The Source-Seine archaeological site.

Photo Credit: Getty Images

Archaeologists are taking another look at the spring where the Seine begins, which might change how scholars interpret one of France's most important ancient religious places.

In Burgundy, a four-year dig has returned attention to the Gallo-Roman sanctuary of Source-Seine, where people once came to appeal to the goddess Sequana for healing.

What happened?

For the first time in more than 60 years, the sanctuary at the Seine's source is the focus of a major research effort by the French National Institute for Preventive Archaeological Research. Running from 2026 to 2029, the project centers on the Burgundy spring, long recognized as the starting point of the River Seine.

According to Heritage Daily, the sanctuary honored Sequana, a deity linked to healing waters. During the Roman era, pilgrims visited to pray and then left gifts in thanks for cures or other favorable outcomes. 

Past excavations recovered more than 1,000 votive items in bronze, wood, and stone, including figures of humans and animals, as well as offerings shaped like body parts and internal organs.

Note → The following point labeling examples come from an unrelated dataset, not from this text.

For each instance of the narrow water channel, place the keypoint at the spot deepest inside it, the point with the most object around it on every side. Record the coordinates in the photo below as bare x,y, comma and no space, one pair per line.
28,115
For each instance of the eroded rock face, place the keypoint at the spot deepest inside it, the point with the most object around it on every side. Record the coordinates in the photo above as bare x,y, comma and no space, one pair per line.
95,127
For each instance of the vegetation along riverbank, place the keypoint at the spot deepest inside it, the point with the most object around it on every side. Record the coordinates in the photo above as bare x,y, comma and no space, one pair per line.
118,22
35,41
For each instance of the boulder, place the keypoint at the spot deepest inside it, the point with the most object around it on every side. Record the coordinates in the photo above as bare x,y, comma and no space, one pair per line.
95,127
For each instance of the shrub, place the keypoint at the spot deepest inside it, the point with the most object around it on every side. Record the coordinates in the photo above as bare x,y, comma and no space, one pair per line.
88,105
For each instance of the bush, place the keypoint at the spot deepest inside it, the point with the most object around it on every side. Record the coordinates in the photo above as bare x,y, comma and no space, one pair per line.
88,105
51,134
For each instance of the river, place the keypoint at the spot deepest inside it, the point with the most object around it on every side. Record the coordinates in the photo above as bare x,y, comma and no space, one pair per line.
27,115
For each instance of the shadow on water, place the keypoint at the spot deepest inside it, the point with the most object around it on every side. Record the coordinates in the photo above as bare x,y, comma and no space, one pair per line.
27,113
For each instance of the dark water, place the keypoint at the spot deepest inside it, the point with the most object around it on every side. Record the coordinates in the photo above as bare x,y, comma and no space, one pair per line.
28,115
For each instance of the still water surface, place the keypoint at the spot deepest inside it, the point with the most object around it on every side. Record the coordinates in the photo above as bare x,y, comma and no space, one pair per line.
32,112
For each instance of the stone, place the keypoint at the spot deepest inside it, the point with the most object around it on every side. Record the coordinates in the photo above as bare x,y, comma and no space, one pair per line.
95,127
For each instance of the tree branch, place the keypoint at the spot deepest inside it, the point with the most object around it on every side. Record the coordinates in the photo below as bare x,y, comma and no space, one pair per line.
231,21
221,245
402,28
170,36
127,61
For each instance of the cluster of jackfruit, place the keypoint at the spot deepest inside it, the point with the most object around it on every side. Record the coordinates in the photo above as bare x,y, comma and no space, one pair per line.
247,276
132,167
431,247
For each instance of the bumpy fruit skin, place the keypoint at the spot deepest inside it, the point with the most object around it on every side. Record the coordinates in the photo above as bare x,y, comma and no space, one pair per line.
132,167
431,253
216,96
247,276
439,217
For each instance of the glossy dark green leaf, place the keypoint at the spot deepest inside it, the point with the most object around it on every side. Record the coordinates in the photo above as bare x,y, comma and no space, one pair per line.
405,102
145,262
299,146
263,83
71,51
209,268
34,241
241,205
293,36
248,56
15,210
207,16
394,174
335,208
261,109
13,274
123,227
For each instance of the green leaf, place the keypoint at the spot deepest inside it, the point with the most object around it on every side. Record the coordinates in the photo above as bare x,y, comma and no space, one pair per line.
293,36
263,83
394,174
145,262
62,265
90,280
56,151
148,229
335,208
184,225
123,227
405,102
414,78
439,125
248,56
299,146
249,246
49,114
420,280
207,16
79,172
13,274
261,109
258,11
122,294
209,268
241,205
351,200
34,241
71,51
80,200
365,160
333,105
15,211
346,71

Even so, researchers have said the site has never been studied as fully as it deserves.

"This is a nationally significant sanctuary, but much of our knowledge is based on investigations carried out nearly a century ago," the team said in a statement.

Why does the Source-Seine archaeological site matter?

Artifacts found there have already become a key reference point for studying Gallo-Roman religious life in France, and the new research could help answer longstanding questions about how the sanctuary operated and evolved over time.

Erosion, frost, and simple age have taken a heavy toll on the site, and the remains recorded in the early 20th century have deteriorated significantly.

A sacred spring pipe that once extended nearly 15 meters has mostly disappeared, while an important basin connected to the spring has now been described as "a pile of unmortared stones."

What's being done?

To reexamine the sanctuary with newer methods, researchers are pairing archival work with geophysical surveys and fresh excavation. They are looking for buried structures that may still survive underground and studying how the environment around the sacred springs developed over time.

So far, the work has identified ancient walls, staircases, thresholds, and water pipes left behind after excavations carried out between the 1920s and 1950s. Those features are now being digitally mapped, giving archaeologists a much more precise record than earlier generations could produce.

The project may also help shape future conservation plans for a site that now combines archaeological remains with a 19th-century park, created after Baron Haussmann had the city of Paris purchase the land in 1864.